Die SPD-Bundestagsfraktion setzt sich für ein Verbot der Anwendung von Glyphosat im kommunalen Bereich, bei Bahnstrecken innerorts, und in privaten Haus -und Kleingärten ein. Zum
einen wollen wir damit verhindern, dass Kinder auf Spielplätzen mit Glyphosat in Berührung kommen. Zum anderen sollen Fehlanwendungen und Überdosierungen durch Privatanwender
verhindert werden. Zudem setzen wir uns dafür ein, dass glyphosathaltige Herbizide aus Vorsorge-gründen in Baumärkten und dem Internethandel nicht mehr erhältlich sind.
Die Anwendung von Glyphosat in der Landwirtschaft reduzieren
Die SPD-Bundestagsfraktion setzt sich zudem für eine Stärkung der gezielten Forschung sicherer Alternativen von Glyphosat ein, um der deutschen Landwirtschaft langfristig Alternativen zu bieten.
Die aktuelle Studie des Julius-Kühn-Instituts „Folgenabschätzung für die Landwirtschaft zum teilweisen oder vollständigen Verzicht auf die Anwendung von glyphosathaltigen Herbiziden in
Deutschland“ legt zudem Alternativen zum Glyphosat-Einsatz durch eine bessere Bodenbearbeitung nahe.
Es sollte darüber hinaus sorgfältig geprüft werden, inwieweit der Wirkstoff durch mechanischen Arbeitsgänge mit geeigneten Geräten ersetzt werden kann, vor allem dort, wo der Einsatz in der
Landwirtschaft überflüssig ist, wie z.B. in der Stoppelbearbeitung nach der Ernte oder ggf. vor der Saat. Diese Empfehlungen müssen in die gute fachliche Praxis übernommen werden. Die Anwendung von Glyphosat muss zukünftig auf ein Mindestmaß reduziert und effizienter werden, für Mensch und Tier ungefährlich sein und unsere natürlichen Ressourcen schonen. Deswegen
setzt sich die SPD-Bundestagsfraktion dafür ein, ein Reduktionsziel und einen konkreten Ausstiegspfad für die Anwendung in der Landwirtschaft festzulegen.

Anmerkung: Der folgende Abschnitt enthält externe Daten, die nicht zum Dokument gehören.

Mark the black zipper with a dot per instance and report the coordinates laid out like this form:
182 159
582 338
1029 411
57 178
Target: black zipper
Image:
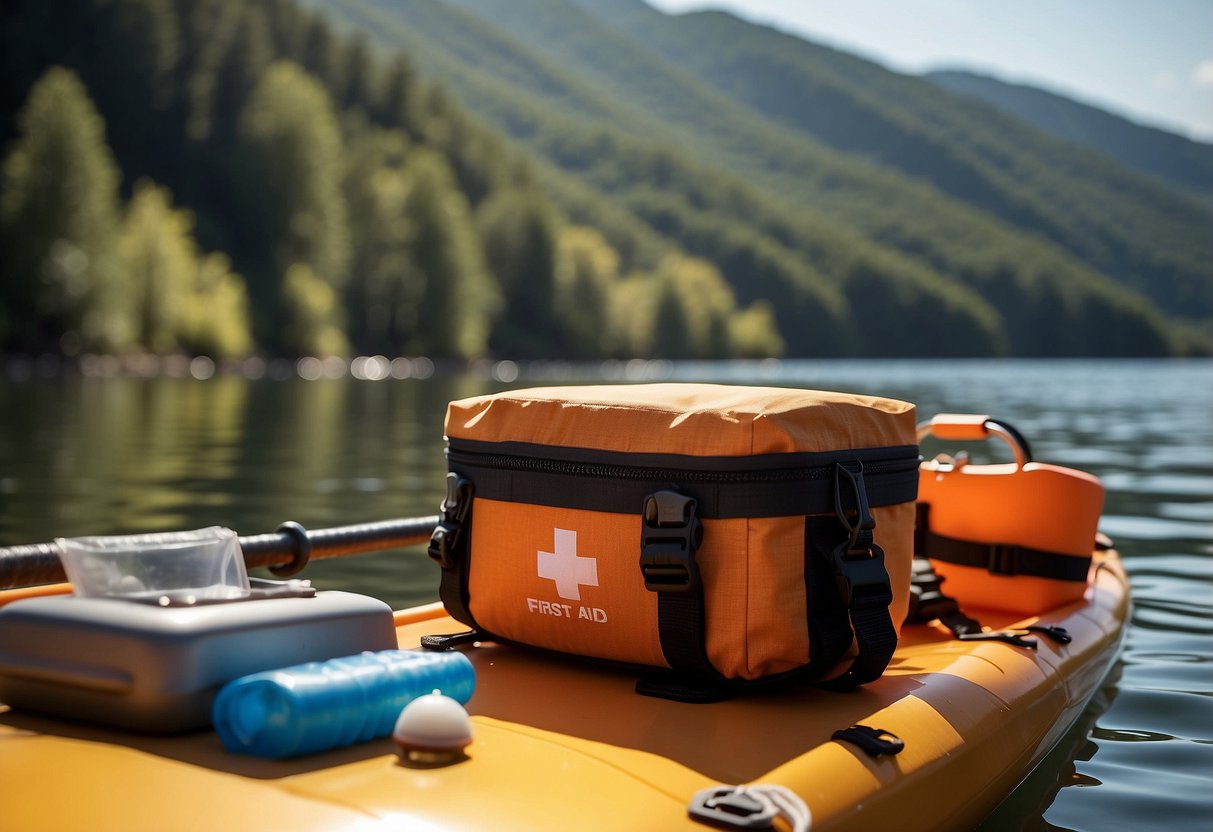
630 472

Zudem brauchen wir mehr Forschungsförderung im Bereich der Pflanzenschutzmittelreduktion, um eine zukunftsfähige Landwirtschaft gestalten zu können. Die Anstrengungen aller Beteiligten zur
allgemeinen Senkung der Aufwandmengen beim Einsatz von Pflanzenschutzmitteln müssen im Rahmen des „Nationalen Aktionsplans zur nachhaltigen Anwendung von Pflanzenschutzmitteln“
verstärkt werden.
Rita Hagl-Kehl, MdB ist Mitglied im Ausschuss für Ernährung und Landwirtschaft und Vorstandsmitglied der DL21.
Der Text ist am 23.02.2016 als Positionspapier der SPD-Bundestagsfraktion erschienen.